Their roots stabilize the soil along waterways, reducing erosion. The trees provide shade for the stream which can help reduce the water temperature.
The stabilization of the vegetation slows down the water so that it can better infiltrate the aquifer. They also help filter pollutants like nitrogen and phosphorus, while providing habitat for birds and terrestrial animals as well as fish and aquatic insects in the water.

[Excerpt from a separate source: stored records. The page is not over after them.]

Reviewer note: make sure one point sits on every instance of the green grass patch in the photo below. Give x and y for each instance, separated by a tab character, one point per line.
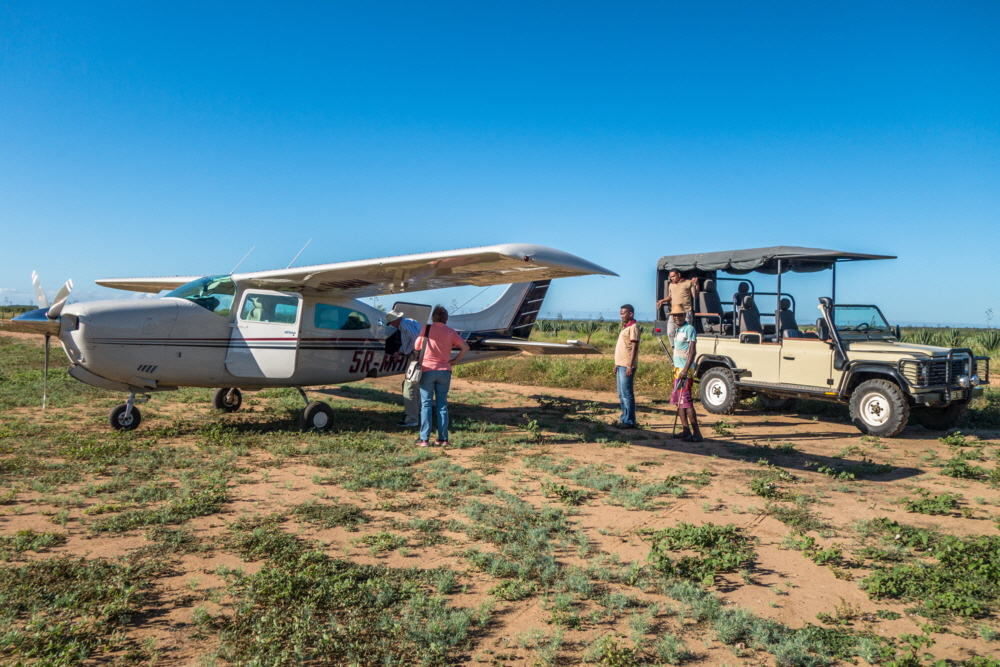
719	549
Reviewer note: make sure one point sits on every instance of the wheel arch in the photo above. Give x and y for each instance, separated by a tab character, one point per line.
862	372
709	361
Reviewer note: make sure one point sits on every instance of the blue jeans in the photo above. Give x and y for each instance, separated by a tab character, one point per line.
434	387
626	395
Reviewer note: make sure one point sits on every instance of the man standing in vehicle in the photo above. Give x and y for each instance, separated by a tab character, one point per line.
409	330
684	353
626	361
681	294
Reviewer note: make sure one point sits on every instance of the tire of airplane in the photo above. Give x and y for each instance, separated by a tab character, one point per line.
317	416
220	400
118	421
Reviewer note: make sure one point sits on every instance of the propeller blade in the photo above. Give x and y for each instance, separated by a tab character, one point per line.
60	300
43	301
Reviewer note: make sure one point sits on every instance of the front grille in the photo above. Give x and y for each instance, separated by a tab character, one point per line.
935	373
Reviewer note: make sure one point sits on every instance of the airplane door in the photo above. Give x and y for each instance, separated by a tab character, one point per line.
265	337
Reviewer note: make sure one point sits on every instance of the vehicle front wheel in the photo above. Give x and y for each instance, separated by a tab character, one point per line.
941	419
227	399
879	407
317	416
776	403
120	423
718	392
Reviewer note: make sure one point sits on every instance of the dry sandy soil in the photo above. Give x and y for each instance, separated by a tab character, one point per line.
784	584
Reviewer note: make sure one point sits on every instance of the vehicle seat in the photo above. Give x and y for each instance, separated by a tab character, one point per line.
789	327
749	316
822	331
708	302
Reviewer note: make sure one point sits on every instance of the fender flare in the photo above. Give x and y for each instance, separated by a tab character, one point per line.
705	361
853	368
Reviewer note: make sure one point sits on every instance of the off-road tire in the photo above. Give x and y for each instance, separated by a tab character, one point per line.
941	419
220	400
317	416
879	407
776	403
717	391
118	422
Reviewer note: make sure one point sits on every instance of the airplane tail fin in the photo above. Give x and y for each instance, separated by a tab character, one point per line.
512	315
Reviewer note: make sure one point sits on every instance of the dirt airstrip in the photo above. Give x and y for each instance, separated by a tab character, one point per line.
555	426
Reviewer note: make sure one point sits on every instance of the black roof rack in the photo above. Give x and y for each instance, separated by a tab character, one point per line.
763	260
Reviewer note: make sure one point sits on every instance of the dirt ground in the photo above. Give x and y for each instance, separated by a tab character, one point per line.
785	586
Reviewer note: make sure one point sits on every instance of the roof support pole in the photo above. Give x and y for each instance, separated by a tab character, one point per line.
777	308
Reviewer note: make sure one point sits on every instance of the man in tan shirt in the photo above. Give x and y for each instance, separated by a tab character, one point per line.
681	294
626	361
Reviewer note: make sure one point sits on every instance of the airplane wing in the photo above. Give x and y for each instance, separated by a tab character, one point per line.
152	285
489	265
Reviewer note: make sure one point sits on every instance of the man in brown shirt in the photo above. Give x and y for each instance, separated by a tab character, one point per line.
626	361
681	294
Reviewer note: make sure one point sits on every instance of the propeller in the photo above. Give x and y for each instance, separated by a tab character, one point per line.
52	314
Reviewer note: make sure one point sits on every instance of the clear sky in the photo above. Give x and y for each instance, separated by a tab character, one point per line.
169	138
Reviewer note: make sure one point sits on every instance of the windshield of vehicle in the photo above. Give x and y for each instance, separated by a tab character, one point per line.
860	319
214	293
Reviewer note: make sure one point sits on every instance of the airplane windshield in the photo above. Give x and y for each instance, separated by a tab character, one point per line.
214	293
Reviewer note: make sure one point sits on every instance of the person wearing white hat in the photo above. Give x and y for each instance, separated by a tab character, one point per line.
409	330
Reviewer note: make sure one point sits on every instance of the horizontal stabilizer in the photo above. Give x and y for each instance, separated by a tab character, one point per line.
539	347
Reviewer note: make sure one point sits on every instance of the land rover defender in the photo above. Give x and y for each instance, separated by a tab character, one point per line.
850	355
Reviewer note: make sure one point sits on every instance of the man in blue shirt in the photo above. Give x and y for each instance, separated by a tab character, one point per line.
409	331
685	350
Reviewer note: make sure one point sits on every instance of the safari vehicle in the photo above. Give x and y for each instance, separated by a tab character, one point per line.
851	355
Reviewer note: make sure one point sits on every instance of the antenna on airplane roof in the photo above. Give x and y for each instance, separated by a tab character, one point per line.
297	254
241	261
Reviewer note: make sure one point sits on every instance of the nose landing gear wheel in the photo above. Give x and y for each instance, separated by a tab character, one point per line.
317	416
227	399
120	422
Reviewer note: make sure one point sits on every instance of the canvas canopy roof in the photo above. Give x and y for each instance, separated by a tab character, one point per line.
763	260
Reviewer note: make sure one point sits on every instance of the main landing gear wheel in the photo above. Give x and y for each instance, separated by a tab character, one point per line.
718	392
317	416
227	399
776	403
941	419
878	407
120	422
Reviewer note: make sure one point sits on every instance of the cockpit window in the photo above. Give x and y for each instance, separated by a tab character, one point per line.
214	293
335	317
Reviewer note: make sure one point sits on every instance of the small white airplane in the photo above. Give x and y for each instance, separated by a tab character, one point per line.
294	327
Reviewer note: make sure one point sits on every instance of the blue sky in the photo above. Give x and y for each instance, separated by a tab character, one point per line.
152	139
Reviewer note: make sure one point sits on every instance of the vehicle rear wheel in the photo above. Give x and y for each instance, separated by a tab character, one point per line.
317	416
120	423
776	403
227	399
941	419
717	391
878	407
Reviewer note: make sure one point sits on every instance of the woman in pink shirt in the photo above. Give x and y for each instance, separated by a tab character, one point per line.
435	378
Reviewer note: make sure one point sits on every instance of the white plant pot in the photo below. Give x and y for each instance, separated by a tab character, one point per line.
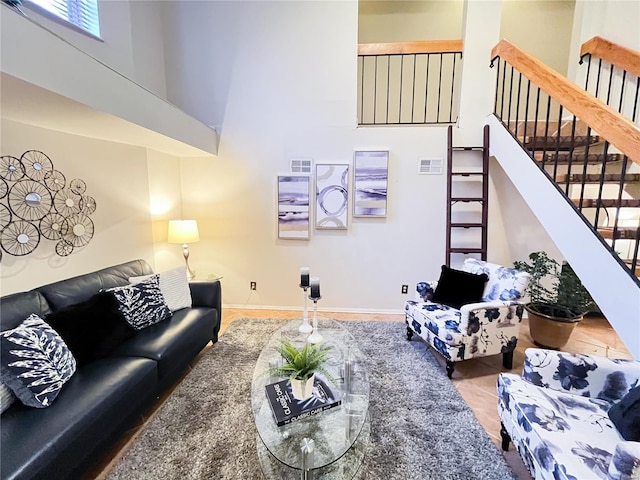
302	389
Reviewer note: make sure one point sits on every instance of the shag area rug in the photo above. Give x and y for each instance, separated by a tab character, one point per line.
421	428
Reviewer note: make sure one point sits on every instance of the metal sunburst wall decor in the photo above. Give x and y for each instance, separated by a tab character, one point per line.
37	201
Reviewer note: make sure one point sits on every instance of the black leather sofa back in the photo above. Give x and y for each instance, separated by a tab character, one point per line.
43	300
18	306
78	289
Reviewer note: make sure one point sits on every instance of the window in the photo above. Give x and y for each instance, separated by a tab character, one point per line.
81	13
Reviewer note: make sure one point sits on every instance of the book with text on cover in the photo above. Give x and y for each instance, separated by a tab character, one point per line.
287	409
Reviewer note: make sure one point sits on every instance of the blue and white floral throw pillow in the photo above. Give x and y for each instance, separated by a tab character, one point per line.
142	304
35	362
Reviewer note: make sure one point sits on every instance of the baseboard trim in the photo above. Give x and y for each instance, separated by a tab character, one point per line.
337	310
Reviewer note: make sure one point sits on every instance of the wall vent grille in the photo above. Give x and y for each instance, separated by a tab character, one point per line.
430	166
301	165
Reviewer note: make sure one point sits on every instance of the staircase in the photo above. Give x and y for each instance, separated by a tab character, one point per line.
598	183
583	190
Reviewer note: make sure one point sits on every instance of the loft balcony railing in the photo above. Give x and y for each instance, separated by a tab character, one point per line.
409	83
589	150
612	75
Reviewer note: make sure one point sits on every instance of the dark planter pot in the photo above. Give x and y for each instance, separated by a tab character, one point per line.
550	326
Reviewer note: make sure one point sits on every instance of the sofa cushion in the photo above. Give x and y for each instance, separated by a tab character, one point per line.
172	343
97	406
7	397
625	415
142	304
456	288
35	362
505	284
91	328
174	285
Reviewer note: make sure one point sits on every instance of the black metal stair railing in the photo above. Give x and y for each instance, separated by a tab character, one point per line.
410	83
595	177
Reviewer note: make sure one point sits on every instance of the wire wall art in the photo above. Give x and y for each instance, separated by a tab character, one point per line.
37	201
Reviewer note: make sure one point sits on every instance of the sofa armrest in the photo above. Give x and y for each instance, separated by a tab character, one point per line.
207	294
625	462
475	307
585	375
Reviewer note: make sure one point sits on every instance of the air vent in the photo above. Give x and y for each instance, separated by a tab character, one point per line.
301	165
430	166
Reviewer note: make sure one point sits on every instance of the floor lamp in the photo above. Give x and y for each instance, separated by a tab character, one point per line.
184	232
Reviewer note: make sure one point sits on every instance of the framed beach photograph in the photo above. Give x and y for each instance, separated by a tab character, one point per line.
293	207
332	196
370	175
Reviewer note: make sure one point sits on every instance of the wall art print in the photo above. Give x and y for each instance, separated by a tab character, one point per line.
293	207
370	183
37	201
332	196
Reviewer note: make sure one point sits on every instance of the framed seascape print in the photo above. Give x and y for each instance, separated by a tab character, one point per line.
293	207
370	183
332	196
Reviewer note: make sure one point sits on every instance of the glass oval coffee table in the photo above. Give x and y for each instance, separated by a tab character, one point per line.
327	445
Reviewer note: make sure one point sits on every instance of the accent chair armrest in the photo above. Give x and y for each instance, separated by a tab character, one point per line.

People come to Bitterroot from all over for our world class fishing. To help keep the water clean, anglers can access the stream from designated access points to avoid impacts on established vegetation.
You can reduce the risk of transporting aquatic invasive species by using the “clean, drain, dry” method for all boats and equipment. As with hikers, pack what you pack and follow the principles of leaving no trace.
The Bitter Root Water Forum is also here to help. We work in partnership with landowners to find solutions that meet their needs and at the same time benefit water resources. Along Burnt Fork, we work with Jay Meyer on his family ranch.
They had problems with erosion along the creek and the North Burnt Fork is suffering from too much sediment, so we worked together to find a way to make things better for everyone. To encourage the growth of stabilizer vegetation, we have added fences along the creek that will help protect plants from wildlife and livestock. An offsite watering system and hardened stream crossings were installed to help make their rotational grazing operation even more efficient and reduce erosion along the riverbanks.